- Directed by: Michèle Ohayon
- Produced by: Michèle Ohayon; Tamar E. Glaser;
- Starring: Lou Hall; Reena Sands; Majorie Bard; Jeanette Goldberg; Terry Dotson; Steve Renehan; Gordon Tuthill; Wayne Doss; Dennis Cohen; Linda Hernandez;
- Narrated by: Jodie Foster
- Cinematography: Theo van de Sande Bruce Ready Jacek Laskus
- Edited by: Mark C. Baldwin; Lisa Leeman; Anne Stein;
- Music by: Melissa Etheridge
- Distributed by: CineWomen
- Release date: 1993;
- Running time: 82 minutes
- Country: United States
- Language: English

= It Was a Wonderful Life =

It Was a Wonderful Life is a 1993 documentary film about homeless women in the United States. It won the Gold Award at the WorldFest-Houston International Film Festival. It was also nominated for an award by the International Documentary Association and for Best Documentary at the Hawaii International Film Festival.
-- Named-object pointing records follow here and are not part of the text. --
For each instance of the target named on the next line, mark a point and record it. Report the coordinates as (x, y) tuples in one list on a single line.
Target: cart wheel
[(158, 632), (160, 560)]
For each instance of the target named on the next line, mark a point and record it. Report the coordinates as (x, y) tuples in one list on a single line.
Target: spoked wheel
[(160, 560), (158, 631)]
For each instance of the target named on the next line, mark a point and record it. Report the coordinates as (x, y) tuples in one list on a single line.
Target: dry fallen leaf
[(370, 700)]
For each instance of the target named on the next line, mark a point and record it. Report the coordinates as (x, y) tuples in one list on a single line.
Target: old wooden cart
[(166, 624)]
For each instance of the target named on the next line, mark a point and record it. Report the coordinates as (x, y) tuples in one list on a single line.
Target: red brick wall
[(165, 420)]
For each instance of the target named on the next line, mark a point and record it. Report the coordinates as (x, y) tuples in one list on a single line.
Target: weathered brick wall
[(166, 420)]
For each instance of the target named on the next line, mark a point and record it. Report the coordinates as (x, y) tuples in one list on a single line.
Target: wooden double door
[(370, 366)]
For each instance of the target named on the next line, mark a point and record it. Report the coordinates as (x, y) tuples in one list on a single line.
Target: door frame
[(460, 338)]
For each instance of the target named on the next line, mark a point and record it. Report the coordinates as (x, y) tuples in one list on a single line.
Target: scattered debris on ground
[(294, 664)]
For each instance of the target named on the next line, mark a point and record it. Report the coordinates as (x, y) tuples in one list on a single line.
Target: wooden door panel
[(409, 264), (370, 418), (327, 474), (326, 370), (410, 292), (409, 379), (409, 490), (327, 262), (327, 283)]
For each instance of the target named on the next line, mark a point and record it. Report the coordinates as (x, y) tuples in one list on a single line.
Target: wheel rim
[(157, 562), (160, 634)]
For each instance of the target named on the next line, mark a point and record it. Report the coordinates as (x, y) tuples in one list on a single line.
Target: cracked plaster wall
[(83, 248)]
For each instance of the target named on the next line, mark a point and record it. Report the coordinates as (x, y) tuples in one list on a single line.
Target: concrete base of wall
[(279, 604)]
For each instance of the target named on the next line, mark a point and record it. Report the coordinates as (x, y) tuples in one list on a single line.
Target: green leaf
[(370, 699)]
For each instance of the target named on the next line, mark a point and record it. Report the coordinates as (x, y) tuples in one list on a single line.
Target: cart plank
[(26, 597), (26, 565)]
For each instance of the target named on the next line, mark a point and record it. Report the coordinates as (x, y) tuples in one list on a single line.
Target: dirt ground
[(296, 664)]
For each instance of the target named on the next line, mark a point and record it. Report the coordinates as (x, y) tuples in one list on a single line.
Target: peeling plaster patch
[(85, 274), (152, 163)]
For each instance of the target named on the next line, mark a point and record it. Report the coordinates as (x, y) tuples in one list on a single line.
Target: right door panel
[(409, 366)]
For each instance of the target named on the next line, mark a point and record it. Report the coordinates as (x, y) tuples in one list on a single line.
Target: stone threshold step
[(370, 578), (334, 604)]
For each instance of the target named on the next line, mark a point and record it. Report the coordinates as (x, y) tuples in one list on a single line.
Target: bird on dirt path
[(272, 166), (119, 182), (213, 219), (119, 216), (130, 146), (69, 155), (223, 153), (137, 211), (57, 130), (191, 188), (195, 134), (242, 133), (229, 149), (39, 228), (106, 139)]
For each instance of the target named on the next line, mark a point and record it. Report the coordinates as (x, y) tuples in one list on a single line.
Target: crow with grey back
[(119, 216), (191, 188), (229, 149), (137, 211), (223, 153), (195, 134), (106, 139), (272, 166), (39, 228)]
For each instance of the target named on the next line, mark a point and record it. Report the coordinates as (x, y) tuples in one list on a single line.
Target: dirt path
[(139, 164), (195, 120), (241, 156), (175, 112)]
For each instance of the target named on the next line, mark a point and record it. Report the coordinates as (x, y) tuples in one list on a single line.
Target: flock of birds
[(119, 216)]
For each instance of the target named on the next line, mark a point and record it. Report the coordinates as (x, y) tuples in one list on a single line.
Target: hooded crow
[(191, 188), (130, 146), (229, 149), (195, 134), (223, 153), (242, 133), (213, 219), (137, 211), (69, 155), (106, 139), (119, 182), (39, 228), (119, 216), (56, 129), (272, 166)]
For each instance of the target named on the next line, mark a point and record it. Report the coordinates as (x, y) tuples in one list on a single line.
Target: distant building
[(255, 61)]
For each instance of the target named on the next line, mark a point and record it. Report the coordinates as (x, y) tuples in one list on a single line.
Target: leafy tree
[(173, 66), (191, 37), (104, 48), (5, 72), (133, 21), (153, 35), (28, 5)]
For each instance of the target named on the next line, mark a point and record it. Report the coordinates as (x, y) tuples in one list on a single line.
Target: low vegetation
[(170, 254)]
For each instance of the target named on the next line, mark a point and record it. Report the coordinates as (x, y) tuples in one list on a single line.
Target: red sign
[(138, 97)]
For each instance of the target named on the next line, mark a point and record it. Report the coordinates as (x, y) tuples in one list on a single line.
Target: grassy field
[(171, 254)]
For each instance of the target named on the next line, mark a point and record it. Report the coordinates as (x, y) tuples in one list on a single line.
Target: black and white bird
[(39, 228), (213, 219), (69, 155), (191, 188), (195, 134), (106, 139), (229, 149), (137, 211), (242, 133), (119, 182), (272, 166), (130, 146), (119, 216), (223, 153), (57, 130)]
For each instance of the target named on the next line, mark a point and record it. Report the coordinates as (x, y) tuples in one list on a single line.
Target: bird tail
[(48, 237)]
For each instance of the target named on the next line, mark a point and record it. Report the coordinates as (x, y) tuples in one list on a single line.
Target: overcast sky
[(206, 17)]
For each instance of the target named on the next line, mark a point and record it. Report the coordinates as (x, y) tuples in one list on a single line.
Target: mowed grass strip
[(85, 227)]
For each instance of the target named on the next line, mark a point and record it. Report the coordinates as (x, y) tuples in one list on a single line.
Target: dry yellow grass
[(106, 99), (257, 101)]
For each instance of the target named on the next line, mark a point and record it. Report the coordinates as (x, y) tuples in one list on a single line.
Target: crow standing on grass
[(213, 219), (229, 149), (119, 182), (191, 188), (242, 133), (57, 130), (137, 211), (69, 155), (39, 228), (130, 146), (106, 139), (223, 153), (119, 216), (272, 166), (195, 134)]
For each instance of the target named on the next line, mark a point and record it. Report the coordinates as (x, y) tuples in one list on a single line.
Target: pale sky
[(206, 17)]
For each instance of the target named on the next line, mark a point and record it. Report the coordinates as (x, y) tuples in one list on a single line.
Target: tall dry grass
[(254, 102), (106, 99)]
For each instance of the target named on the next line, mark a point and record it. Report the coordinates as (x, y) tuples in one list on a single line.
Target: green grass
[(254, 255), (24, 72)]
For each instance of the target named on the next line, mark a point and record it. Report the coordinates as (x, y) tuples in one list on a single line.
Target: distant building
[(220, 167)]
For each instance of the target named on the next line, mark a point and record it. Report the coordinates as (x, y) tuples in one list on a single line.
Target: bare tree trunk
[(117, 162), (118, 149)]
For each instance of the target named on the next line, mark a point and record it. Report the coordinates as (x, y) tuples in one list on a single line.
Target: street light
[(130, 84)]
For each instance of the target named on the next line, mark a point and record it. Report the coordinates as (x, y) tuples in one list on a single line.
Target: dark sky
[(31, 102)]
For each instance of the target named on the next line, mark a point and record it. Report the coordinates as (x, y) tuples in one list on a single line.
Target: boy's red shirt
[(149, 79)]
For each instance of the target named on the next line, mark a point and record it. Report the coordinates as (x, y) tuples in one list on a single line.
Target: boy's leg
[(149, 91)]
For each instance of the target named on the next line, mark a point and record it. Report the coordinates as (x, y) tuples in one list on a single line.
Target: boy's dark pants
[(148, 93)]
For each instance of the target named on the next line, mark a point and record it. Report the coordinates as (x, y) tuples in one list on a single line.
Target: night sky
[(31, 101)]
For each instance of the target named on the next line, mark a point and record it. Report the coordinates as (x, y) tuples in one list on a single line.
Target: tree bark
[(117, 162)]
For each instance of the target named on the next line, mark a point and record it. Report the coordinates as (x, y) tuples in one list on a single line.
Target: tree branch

The film follows six homeless women who were once part of the middle class and explores what caused them to become homeless. It was narrated by Jodie Foster.

The film was produced by Michèle Ohayon and Tamar E. Glaser, a descendant of "The Glaser-Kochavi family", a prominent business family located in Israel and the United States.

Lou Hall, one of the homeless women in the film, took her own life on November 7, 1992.